As the week has progressed, however, the novelty has definitely been wearing off. It has become harder and more wearisome to wake up in the morning knowing that I can’t do anything else until I’ve collected my water.
Tomorrow I am going to London for the day and as I am being picked up at 7am I decided to fetch my water this evening so that I wouldn’t have to get up any earlier than absolutely necessary. Whilst I am very much looking forward to not having to walk for 45 minutes before I can have my wash tomorrow, doing the journey twice in one day really made me think. Maybe because it was the end of the day, maybe because it was dark and raining, but the trip this evening seemed to take much longer than it had done this morning. I can’t imagine how long it would feel if I was doing it several times a day. And the reality for many people is a much, much longer journey.

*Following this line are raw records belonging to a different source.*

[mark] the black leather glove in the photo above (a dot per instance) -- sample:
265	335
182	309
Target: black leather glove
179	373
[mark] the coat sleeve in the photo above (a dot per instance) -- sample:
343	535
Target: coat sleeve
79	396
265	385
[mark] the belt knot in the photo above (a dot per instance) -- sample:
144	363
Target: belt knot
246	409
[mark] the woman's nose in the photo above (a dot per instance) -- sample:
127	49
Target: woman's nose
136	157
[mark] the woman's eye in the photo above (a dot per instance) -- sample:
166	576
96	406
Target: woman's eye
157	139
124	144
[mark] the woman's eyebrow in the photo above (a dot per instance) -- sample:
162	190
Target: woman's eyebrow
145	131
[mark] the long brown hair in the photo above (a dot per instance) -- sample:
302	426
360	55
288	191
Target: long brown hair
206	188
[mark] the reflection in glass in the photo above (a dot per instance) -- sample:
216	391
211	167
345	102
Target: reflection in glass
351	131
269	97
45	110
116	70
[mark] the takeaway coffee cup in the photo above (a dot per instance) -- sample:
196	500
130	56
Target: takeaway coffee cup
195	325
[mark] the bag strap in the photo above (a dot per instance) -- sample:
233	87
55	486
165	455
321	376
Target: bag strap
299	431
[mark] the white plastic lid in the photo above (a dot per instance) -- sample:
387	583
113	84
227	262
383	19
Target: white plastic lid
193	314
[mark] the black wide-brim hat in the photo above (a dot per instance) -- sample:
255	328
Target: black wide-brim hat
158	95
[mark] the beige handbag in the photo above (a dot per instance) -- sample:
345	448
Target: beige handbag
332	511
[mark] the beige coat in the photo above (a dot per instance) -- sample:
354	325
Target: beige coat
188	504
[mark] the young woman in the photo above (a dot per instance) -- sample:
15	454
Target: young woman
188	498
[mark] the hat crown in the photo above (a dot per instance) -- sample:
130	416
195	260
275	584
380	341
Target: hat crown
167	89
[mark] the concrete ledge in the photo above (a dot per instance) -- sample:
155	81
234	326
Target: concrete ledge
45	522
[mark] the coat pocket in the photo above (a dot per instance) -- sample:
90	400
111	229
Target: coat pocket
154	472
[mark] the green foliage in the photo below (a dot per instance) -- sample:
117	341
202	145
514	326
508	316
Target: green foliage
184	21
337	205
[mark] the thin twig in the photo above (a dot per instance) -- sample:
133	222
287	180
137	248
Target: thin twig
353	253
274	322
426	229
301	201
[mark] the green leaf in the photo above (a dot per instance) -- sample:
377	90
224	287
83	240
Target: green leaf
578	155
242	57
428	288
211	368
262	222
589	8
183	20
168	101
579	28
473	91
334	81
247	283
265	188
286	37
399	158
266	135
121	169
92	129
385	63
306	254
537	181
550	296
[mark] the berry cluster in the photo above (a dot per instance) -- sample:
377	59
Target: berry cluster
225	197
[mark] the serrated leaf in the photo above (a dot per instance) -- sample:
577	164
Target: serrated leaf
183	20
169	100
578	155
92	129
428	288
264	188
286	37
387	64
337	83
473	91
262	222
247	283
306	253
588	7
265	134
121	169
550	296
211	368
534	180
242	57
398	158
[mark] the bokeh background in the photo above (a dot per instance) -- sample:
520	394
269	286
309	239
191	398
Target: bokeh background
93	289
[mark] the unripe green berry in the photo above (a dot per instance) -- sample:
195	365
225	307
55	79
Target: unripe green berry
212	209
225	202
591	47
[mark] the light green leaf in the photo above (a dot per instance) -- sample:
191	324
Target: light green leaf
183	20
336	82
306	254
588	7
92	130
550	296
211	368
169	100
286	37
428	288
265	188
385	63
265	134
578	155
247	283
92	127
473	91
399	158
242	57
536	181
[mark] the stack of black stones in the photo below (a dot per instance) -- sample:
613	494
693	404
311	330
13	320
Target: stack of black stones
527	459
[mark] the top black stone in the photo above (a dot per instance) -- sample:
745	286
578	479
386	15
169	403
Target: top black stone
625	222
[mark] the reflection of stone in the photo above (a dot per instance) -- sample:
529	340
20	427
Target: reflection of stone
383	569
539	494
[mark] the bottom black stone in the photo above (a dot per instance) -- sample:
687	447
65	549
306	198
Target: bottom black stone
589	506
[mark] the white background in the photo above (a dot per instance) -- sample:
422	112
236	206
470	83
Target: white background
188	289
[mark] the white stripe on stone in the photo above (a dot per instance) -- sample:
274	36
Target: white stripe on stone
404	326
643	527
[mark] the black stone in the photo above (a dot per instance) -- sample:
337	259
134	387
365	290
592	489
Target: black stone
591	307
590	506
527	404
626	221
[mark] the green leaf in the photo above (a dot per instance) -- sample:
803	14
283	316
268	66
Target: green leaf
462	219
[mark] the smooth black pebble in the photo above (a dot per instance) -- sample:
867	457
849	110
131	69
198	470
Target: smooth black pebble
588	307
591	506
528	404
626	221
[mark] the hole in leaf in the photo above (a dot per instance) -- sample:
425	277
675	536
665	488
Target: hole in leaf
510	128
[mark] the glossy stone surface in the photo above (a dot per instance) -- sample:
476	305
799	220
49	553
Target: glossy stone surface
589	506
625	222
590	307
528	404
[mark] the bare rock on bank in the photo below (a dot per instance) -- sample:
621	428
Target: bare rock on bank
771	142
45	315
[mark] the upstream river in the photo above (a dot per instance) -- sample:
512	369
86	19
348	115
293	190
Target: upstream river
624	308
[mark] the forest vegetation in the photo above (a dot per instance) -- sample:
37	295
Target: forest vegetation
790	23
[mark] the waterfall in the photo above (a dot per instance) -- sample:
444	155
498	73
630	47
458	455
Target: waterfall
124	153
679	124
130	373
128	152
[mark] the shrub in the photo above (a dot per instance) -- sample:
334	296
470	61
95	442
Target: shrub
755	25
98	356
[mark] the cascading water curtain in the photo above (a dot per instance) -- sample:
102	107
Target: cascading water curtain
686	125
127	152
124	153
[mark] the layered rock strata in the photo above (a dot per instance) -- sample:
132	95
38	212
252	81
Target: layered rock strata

Besides the early mornings, the walking has taken other tolls on my body. Due to socks with holes in I ended up with blisters on my heels on the first day, which made walking painful for several days after.
The weight of water in my rucksack – 10 kilos if my calculations are correct (1 litre = 1 kilo) – pulls at my shoulders and makes them ache. I do not have the skill of carrying water on my head but 11-year old Rosena from Zambia used to so on a daily basis, until a borehole was drilled in her village with support from CAFOD:
“Fetching water from the river was tiring,” says Rosena. “The walk home was worse because we were carrying heavy containers on our heads. I gave thanks to God when the borehole was drilled because it has made life so much easier. My neck used to ache a lot, sometimes it stopped me sleeping. But now we don’t have to walk as far, the pain has gone away.”
I only have another day to go, but there are so many for whom there is no end in sight.